Overview of Capturing Legacy UserForms


A legacy UserForm is any UserForm created in Designer in some version of Microsoft Office or Microsoft 365 other than those that run on modern versions of MacOS. To maintain such a UserForm for the future, you can capture it in MDUF on your version of Microsoft 365 for Mac. When enhancements are needed, you can revise the MDUF representation of the UserForm, and then regenerate it to obtain a revised, fully functional version of the UserForm. There is no need to use any other version of Microsoft 365 to do ongoing maintenance.

Introduction to legacy UserForms

In MDUF, a legacy UserForm is a UserForm that wasn’t created in MDUF. Most legacy UserForms were created in Excel’s GUFEF. Because MDUF users want to work only in Excel for Mac on a modern version of MacOS (Catalina or later), they don’t have convenient access to Excel’s GUFEF. To use MDUF for existing projects, they need to migrate their legacy UserForms into MDUF. Because that migration could be laborious and error-prone if carried out manually, MDUF has a UserForm capture facility (UCF).

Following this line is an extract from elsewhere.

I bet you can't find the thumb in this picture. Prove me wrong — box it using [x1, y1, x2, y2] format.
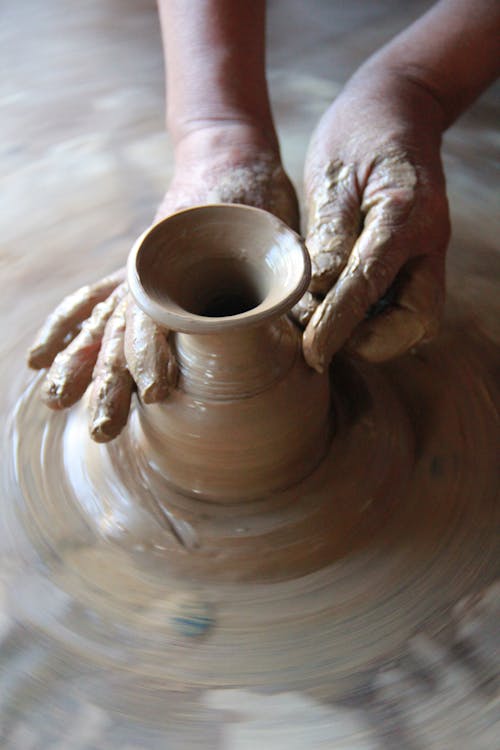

The UCF can create MDUF representations of the UserForms it finds in a given Excel workbook. To capture a UserForm you need a place to store what you capture. That place is an MDUF Project workbook. With respect to capture operations, that Project workbook is called the CaptureWorkbook.

Capture operations can be a bit complicated, but it all begins with configuring the CaptureWorkbook. Then, with the CaptureWorkbook active, you invoke the MDUF Ribbon command This Project>Capture…. MDUF then scans the workbook identified as LegacyWorkbook on the Project worksheet of the CaptureWorkbook.

When the scan finds a UserForm in the LegacyWorkbook, MDUF accumulates its name in a list. Upon completing the scan, MDUF presents the list in an mDialogBox titled “Choose the UserForms”. After you select the names of the UserForms you want to capture, and click OK, MDUF captures the selected UserForms of the LegacyWorkbook as FormSpec worksheets of the CaptureWorkbook.

For each selected UserForm, MDUF uses the UserForm’s name as the name of that new FormSpec worksheet. The UCF then harvests the UserForm’s data and back-end code and stores it all in that FormSpec worksheet. You can capture UserForms from a LegacyWorkbook one at a time, in small groups, or all at once.

After you have the MDUF representation of all legacy UserForms, you’re free to make changes as needed, and then generate the UserForms from the MDUF representation, just as you would with a UserForm you specified originally in MDUF. In this way, the UCF enables a smooth transition from Excel’s GUFEF to MDUF for all existing projects.

That’s a quick summary of basic use of the UCF. There’s much more to it, of course. Read on. 

Concept of operations for the UserForm Capture Facility

A more detailed description of the procedure for capturing a legacy UserForm into MDUF has seven phases.

Things rarely go step-by-step, one step to the next. For example, you might find that after capturing the UserForm, a typographical error was present in the LegacyWorkbook. Typos can be more evident in MDUF representation than they are in GUFEF representation. Rather than correct them in the captured UserForm, correcting them in the legacy UserForm is often preferable, because at this stage it’s uncertain that the rest of the legacy UserForm is free of typos. If you fix errors in the captured UserForm, and then later re-capture the legacy UserForm, you lose the correction, because the UCF overwrites your repaired version. So in the early stages, when you find errors in the legacy UserForm, it’s best to correct them in the legacy UserForm and then recapture it.

After you’ve captured a UserForm, its MDUF representation is available in the CaptureWorkbook. You can then generate it to verify that the capture is accurate. If you find that some minor adjustments are needed, you can make them in the MDUF representation in the CaptureWorkbook. But again, such changes are at risk of loss if you ever need to recapture the legacy UserForm.

Back-end code presents some additional complications, but MDUF provides powerful tools that simplify the task of capturing it. See the section, “Dealing with captured legacy code“ for details.

At this point the generated UserForm and the legacy UserForm should look alike and perform alike. If you want to exploit the power of MDUF, you can make changes in the MDUF representation. For example, you can define colors for the project, instead of defining colors control-by-control. Or you can use relative placement of controls. Because these changes reduce maintenance costs, you’re more likely to make these changes if you expect the UserForm or the project to change in the future.